Microsoft reported Tuesday that a new “Catapult” board, running a specialized type of reprogrammable chip, improved the performance of its Bing search engine dramatically enough that it plans to deploy the technology in a data center in 2015. Baidu, one of the largest Web giants in China, reported similar results.
Both companies presented papers at Hot Chips, an academic conference in Cupertino dedicated to describing improvements in microprocessors and related technologies.
By now, graphics chips are accepted components of PCs and game consoles. Years ago, dedicated audio accelerators were, too. Both chips performed specific functions, very efficiently, over and over. Microprocessors like Intel’s Core, AMD’s A-series APUs, or ARM’s Cortex processors, meanwhile, are known as general-purpose chips, programmed for a variety of tasks.
FPGAs (field-programmable gate arrays) sit somewhere in between, allowing limited programmability at a lower performance than a fixed-function chip. The idea, according to Andrew Putnam, a senior research design engineer at Microsoft, was to use FPGAs to add life to older machines “with an eye toward flexibility,” he said. “Once you buy a machine for the data center, it’s pretty much stuck there.”
When CPUs aren’t good enough
Flexibility is critical to accelerate a software algorithm like search, which is constantly being tweaked and improved. Over time, a fixed-function accelerator would have simply become more and more inefficient, wasting space and power, Putnam said,
Putnam’s team tried and rejected a dedicated board (top) using six Xilinx FPGAs, as it complicated the server design, created a single point of failure, and consumed a disproportionate amount of heat—all of which freaked out the administrators overseeing the datacenters powering Bing and other Microsoft cloud services. Instead, Microsoft turned to “Catapult,” a board containing a Altera Stratix V G5 D5, 8GB of memory, 32MB of flash, and a PCI Gen 3 x8 connector.

Microsoft’s “Catapult” board.
Catapult would fit within Microsoft’s Open Compute server, a design popularized by Facebook, that doesn’t necessarily require the development services of an OEM like HP or Dell. Microsoft’s servers are powered by a pair of 2.1GHz, 8-core Xeon chips, 64GB of DRAM, and four 2TB hard drives along with a pair of 512GB SSDs. Microsoft inserted one FPGA board into each server, and inserted the servers into a half-rack (48 servers). Cables connected the FPGA boards in a 6×8 torus network.
Microsoft then tucked the cards into a production test: 1,632 servers in a datacenter. What the company found, Putnam said, was that the FPGA cards accelerated Bing’s scoring of documents for relevance compared to a user’s search parameters. Microsoft achieved a 2X improvement in search throughput and a 29-percent reduction in the latency delay to process the search. The savings allowed Microsoft to cut the number of servers it needed in half.

The test was so successful that it will be rolled out to all Bing servers in one datacenter in 2015, Putnam said. The challenge now is to figure out where next to apply the FPGA technology, he added.

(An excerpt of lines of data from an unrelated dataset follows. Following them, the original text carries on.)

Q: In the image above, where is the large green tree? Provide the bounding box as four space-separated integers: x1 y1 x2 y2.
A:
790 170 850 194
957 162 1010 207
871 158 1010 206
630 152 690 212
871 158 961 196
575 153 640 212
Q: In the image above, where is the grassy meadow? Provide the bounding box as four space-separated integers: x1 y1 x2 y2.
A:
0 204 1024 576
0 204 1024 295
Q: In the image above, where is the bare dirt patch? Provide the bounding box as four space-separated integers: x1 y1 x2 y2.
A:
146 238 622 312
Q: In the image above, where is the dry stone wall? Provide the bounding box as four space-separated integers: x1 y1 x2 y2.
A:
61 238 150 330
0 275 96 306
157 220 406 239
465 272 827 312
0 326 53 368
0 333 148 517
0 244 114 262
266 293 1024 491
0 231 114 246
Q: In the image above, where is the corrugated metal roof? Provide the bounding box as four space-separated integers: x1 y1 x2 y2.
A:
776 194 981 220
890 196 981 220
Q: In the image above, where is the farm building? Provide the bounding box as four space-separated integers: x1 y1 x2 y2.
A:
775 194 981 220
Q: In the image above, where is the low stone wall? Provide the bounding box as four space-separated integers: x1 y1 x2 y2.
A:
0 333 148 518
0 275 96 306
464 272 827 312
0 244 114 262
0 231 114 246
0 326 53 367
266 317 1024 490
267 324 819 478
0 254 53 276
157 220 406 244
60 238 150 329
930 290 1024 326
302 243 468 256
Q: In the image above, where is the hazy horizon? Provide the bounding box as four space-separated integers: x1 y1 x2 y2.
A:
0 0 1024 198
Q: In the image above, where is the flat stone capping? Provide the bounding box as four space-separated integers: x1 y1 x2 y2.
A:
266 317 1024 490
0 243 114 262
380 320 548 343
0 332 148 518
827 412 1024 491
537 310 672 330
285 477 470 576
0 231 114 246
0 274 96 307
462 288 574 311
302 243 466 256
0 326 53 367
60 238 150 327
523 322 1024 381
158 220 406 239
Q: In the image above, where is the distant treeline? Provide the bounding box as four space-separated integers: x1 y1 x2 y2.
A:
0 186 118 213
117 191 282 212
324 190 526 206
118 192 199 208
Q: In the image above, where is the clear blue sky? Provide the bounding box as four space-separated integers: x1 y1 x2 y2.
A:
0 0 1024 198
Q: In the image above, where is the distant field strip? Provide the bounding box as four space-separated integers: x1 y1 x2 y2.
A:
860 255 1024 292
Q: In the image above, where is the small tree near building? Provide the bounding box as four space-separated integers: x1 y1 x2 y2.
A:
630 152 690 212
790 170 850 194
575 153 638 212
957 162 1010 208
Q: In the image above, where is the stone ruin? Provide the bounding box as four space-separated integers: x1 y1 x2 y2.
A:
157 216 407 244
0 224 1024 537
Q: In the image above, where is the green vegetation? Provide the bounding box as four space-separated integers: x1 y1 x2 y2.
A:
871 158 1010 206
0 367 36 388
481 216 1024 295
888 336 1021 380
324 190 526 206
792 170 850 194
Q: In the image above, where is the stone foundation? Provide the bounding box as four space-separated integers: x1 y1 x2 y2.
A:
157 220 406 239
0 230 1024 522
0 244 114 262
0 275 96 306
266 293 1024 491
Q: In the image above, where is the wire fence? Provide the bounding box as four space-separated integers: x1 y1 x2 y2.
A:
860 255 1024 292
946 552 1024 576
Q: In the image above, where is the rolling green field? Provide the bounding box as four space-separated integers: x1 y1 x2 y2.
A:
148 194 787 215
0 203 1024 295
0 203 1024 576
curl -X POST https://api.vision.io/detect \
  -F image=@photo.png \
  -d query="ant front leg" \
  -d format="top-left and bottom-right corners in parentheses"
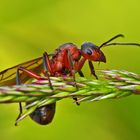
top-left (65, 50), bottom-right (80, 105)
top-left (15, 66), bottom-right (42, 125)
top-left (88, 60), bottom-right (98, 79)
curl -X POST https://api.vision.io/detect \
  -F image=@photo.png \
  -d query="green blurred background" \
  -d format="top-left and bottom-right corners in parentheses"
top-left (0, 0), bottom-right (140, 140)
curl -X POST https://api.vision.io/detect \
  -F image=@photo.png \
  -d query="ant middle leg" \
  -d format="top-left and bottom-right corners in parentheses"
top-left (15, 66), bottom-right (41, 126)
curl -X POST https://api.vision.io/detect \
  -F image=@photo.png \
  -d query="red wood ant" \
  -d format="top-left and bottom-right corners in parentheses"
top-left (0, 34), bottom-right (140, 125)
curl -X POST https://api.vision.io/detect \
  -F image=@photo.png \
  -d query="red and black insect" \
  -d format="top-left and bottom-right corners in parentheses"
top-left (0, 34), bottom-right (140, 125)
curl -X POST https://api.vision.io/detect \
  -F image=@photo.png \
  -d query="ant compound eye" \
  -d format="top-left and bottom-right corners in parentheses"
top-left (86, 49), bottom-right (92, 55)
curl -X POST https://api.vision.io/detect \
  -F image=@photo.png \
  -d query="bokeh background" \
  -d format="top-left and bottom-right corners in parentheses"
top-left (0, 0), bottom-right (140, 140)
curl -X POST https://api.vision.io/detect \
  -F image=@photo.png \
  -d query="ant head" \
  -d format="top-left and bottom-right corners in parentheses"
top-left (81, 42), bottom-right (106, 63)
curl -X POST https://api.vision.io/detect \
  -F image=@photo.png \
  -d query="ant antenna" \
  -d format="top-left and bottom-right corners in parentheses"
top-left (99, 42), bottom-right (140, 47)
top-left (99, 34), bottom-right (140, 49)
top-left (99, 34), bottom-right (124, 49)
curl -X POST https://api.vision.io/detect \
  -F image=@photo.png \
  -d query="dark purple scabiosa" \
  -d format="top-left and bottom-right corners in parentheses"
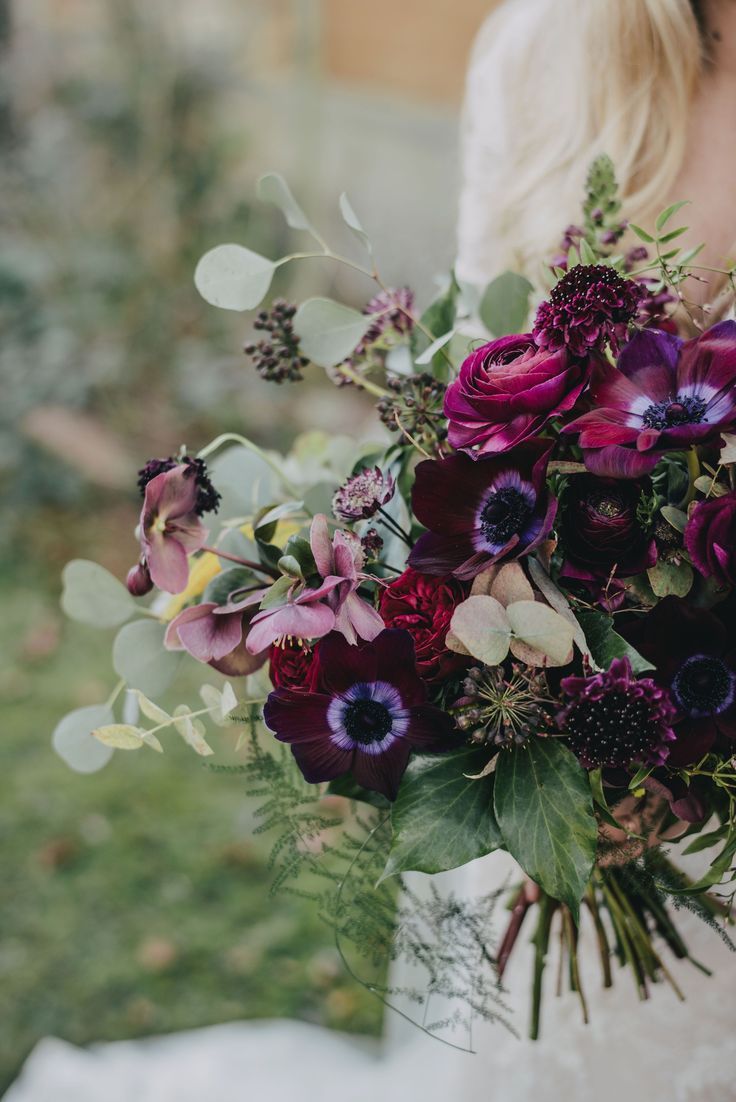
top-left (533, 264), bottom-right (643, 356)
top-left (444, 334), bottom-right (589, 458)
top-left (556, 658), bottom-right (675, 769)
top-left (409, 440), bottom-right (558, 580)
top-left (562, 322), bottom-right (736, 478)
top-left (559, 475), bottom-right (657, 588)
top-left (333, 467), bottom-right (396, 523)
top-left (263, 630), bottom-right (454, 800)
top-left (684, 493), bottom-right (736, 586)
top-left (620, 597), bottom-right (736, 766)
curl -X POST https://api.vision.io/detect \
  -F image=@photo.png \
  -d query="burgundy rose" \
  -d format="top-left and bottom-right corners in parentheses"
top-left (685, 493), bottom-right (736, 585)
top-left (379, 568), bottom-right (468, 681)
top-left (269, 640), bottom-right (317, 692)
top-left (560, 475), bottom-right (657, 582)
top-left (445, 333), bottom-right (588, 457)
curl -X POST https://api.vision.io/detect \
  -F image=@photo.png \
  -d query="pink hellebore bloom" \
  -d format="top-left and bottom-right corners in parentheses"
top-left (140, 464), bottom-right (207, 593)
top-left (164, 590), bottom-right (268, 677)
top-left (246, 514), bottom-right (383, 653)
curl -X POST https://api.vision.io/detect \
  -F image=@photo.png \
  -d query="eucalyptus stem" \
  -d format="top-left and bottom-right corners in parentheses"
top-left (529, 892), bottom-right (558, 1040)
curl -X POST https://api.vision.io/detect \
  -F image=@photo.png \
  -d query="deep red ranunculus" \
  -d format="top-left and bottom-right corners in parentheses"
top-left (379, 568), bottom-right (468, 681)
top-left (685, 493), bottom-right (736, 585)
top-left (269, 641), bottom-right (317, 692)
top-left (560, 475), bottom-right (657, 582)
top-left (445, 333), bottom-right (588, 458)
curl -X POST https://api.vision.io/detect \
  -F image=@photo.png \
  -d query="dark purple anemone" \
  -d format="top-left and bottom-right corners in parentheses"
top-left (263, 630), bottom-right (454, 800)
top-left (620, 597), bottom-right (736, 766)
top-left (563, 322), bottom-right (736, 478)
top-left (409, 440), bottom-right (558, 580)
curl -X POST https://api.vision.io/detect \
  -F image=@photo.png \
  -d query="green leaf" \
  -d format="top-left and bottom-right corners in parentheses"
top-left (256, 172), bottom-right (322, 245)
top-left (112, 620), bottom-right (182, 696)
top-left (294, 299), bottom-right (372, 367)
top-left (577, 608), bottom-right (654, 673)
top-left (446, 594), bottom-right (511, 666)
top-left (647, 560), bottom-right (694, 597)
top-left (494, 738), bottom-right (598, 921)
top-left (62, 559), bottom-right (136, 627)
top-left (194, 245), bottom-right (275, 310)
top-left (629, 222), bottom-right (654, 245)
top-left (93, 723), bottom-right (145, 750)
top-left (654, 199), bottom-right (690, 230)
top-left (480, 272), bottom-right (532, 337)
top-left (339, 192), bottom-right (372, 252)
top-left (52, 704), bottom-right (113, 773)
top-left (381, 747), bottom-right (501, 879)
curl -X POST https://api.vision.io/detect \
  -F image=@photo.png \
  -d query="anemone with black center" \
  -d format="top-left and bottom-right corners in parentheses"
top-left (641, 395), bottom-right (707, 431)
top-left (478, 472), bottom-right (537, 553)
top-left (671, 655), bottom-right (736, 719)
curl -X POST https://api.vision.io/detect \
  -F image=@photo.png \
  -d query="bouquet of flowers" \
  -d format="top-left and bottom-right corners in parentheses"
top-left (54, 159), bottom-right (736, 1036)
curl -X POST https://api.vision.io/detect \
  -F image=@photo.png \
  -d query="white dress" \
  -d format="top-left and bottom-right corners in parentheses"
top-left (6, 0), bottom-right (736, 1102)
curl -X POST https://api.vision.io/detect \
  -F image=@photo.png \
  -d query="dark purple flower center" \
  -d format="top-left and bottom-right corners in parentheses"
top-left (343, 700), bottom-right (391, 745)
top-left (565, 690), bottom-right (661, 767)
top-left (641, 395), bottom-right (707, 430)
top-left (327, 681), bottom-right (409, 754)
top-left (479, 486), bottom-right (534, 551)
top-left (672, 655), bottom-right (736, 719)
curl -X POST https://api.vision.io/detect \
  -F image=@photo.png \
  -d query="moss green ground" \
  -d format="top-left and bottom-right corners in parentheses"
top-left (0, 574), bottom-right (380, 1093)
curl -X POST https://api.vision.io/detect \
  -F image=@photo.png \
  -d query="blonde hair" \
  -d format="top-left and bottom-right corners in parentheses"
top-left (461, 0), bottom-right (704, 278)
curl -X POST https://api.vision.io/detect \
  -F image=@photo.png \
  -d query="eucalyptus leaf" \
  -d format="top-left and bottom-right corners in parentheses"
top-left (112, 620), bottom-right (182, 696)
top-left (257, 172), bottom-right (322, 244)
top-left (381, 747), bottom-right (501, 879)
top-left (480, 271), bottom-right (532, 337)
top-left (577, 608), bottom-right (654, 673)
top-left (494, 738), bottom-right (598, 921)
top-left (52, 704), bottom-right (115, 773)
top-left (339, 192), bottom-right (372, 252)
top-left (194, 245), bottom-right (275, 311)
top-left (294, 298), bottom-right (372, 367)
top-left (62, 559), bottom-right (136, 627)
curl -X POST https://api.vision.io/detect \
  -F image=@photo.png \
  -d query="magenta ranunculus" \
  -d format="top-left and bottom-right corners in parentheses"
top-left (685, 493), bottom-right (736, 585)
top-left (563, 322), bottom-right (736, 478)
top-left (445, 333), bottom-right (588, 458)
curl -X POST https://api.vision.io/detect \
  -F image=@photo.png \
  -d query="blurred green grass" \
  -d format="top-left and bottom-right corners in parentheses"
top-left (0, 569), bottom-right (380, 1092)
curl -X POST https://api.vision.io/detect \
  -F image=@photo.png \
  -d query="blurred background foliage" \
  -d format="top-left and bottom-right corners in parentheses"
top-left (0, 0), bottom-right (493, 1090)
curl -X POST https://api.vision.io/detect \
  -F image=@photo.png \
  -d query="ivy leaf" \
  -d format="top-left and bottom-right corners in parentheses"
top-left (647, 560), bottom-right (695, 597)
top-left (494, 738), bottom-right (598, 921)
top-left (480, 272), bottom-right (532, 337)
top-left (194, 245), bottom-right (275, 311)
top-left (62, 559), bottom-right (136, 627)
top-left (381, 747), bottom-right (501, 879)
top-left (577, 608), bottom-right (654, 673)
top-left (112, 620), bottom-right (182, 698)
top-left (294, 298), bottom-right (372, 367)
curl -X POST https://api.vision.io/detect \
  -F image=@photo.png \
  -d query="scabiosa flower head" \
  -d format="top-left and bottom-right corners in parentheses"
top-left (444, 334), bottom-right (589, 458)
top-left (409, 440), bottom-right (558, 580)
top-left (533, 264), bottom-right (643, 356)
top-left (620, 597), bottom-right (736, 766)
top-left (563, 322), bottom-right (736, 478)
top-left (379, 569), bottom-right (468, 681)
top-left (263, 630), bottom-right (454, 800)
top-left (556, 658), bottom-right (677, 769)
top-left (138, 455), bottom-right (220, 517)
top-left (333, 467), bottom-right (396, 523)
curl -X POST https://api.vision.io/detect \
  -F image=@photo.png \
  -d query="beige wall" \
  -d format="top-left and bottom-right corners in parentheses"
top-left (323, 0), bottom-right (498, 104)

Baidu, which owns tens of thousand of servers in China, used FPGAs to accelerate deep neural networks, algorithms used for everything from traditional search to speech recognition to image search and recognition. Baidu used a board with a Xilinx K7 480t-2l FPGA board that could be plugged into any type of 1U or 2U server. Under various workloads, Baidu found that the FPGA boards were several times more efficient than either a CPU or GPU.
All end users care about is the quality of their search results from Bing or Baidu. Improving the efficiency and performance of the search algorithms is good news for everyone.
This story has been corrected to note that the Catapult boards will be added to all servers within one Microsoft data center, powering Bing, in 2015.